Q. Do you feel that public concerns about threats to privacy are overblown? Or is this simply a generational shift, with younger citizens accepting of the tradeoff between low cost access to technology in exchange for giving up personally identifiable information?

A: I think both sides are right. I do think that the privacy concern is somewhat overblown in the media.

On the other hand, there is no absolute definition of a “privacy concern.” It depends on users’ subjective perception about what are they willing to trade off in exchange for benefits. In usage of technology, younger generations are simply following the expectancy theory of marketing: maximizing positive outcome by trading off personally identifiable information.

Q. is almost 15 years old now. How has the cloud proposition that exchanges CapEx for OpEx changed since 1999?

A: In last one and half decades, cloud adoption has successfully changed the whole business-IT ecosystem, potentially reducing IT and non-IT costs by factors of 5-7X. However, for some sectors like Government (where CapEx and OpEx are still high) and public facing websites (where OpEx is unpredictable), the cost challenge remains high despite the cloud’s greater flexibility and scalability. But in any situation, cloud-like pay-per-use is always a better option for SMBs.

Q. Some analysts believe that Software-defined networking (SDN) and Network Functions Virtualization (NFV) are not yet widely adopted? What is your take? What’s needed to speed adoption?

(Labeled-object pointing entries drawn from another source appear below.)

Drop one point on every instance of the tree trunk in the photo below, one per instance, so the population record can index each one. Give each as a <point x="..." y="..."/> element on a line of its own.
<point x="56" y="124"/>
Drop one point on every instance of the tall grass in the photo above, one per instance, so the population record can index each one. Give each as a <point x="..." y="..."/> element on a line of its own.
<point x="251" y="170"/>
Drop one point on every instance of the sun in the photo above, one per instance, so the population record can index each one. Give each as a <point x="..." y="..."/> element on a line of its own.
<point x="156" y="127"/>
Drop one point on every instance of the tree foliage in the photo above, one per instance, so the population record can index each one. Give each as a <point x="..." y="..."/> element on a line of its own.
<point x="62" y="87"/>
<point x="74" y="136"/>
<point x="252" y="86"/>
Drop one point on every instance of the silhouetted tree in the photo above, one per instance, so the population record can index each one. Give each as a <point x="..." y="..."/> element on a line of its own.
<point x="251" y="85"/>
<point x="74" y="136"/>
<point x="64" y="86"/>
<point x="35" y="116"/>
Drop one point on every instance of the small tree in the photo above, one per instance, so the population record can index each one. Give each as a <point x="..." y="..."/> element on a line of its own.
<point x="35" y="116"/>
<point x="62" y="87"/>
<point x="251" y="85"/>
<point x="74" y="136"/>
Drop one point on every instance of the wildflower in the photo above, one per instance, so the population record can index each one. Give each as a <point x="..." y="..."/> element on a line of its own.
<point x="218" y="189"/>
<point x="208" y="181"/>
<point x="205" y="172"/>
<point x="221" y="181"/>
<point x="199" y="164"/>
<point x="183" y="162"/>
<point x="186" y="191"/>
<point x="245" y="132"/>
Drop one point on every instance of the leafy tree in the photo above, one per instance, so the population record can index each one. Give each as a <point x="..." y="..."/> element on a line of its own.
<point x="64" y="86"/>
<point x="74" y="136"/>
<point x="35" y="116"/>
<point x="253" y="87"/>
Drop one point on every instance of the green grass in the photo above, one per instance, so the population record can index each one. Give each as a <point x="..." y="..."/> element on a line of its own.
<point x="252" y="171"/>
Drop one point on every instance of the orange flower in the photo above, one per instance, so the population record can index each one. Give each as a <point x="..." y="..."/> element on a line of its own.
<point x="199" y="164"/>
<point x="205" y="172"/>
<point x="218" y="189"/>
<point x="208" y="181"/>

A: Yes, I do agree that both SDN & NFV deployment are still in a trial stage, despite having enormous benefits for carriers. It is believed that perhaps 30 carriers may roll out deployments by 2016, perhaps 30%-40% of their technology budget. Other carriers will simply sit back and wait till the industry matures; this is the single reason of not seeing wider adoption so far. To speed adoption, the industry ought to consider multiple approaches such as:

  • Show the emerging business opportunities around SDN & NFV to large technology vendors
  • Demonstrate how carriers can measure reduced CapEx and OpEx, and can explore new business models based on a virtualized telco network ecosystem
  • No single vendor can build all the support functions needed to deploy this technology; partnerships between large vendors, IT suppliers and independent software vendors are key.
  • Ensure greater involvement of independent software suppliers. A vibrant ISV community can speed innovation

Q. Advocates for public education are concerned that the absence of U.S. K-12 public school education in computer science will widen the Digital Divide. Do you feel this trend is fundamentally different from weak public understanding of specialized topics in astrophysics, cellular technology, or the metabolic pathways for widely used drugs?

A: Unlike those other specialized topics, computer and computer applications have become more commonplace and integral parts of daily life. Moreover, computer programming is not just for gaining some technical skill; it is to learn a language that can be applied to control any computer driven functionality. There is a missing link between advocates for public education and public perceptions about computer science; people still consider computer science as a highly specialized area. To make our kids fit, next-gen citizens, this societal mindset needs to change.

Q. What is the best sort of background to develop analytical skills for studying technology industries?

A: A technology industry analyst bridges the gap between the technology producer or investor and users. To do the job well, an analyst needs to develop insights into technology, potential applications, user preferences and potential markets. A combination of business and technology management education would be a great background to start with. In addition to education, the crucial traits for an analyst are having a good knowledge of statistics, broad technical perspective, and a life-long commitment to education.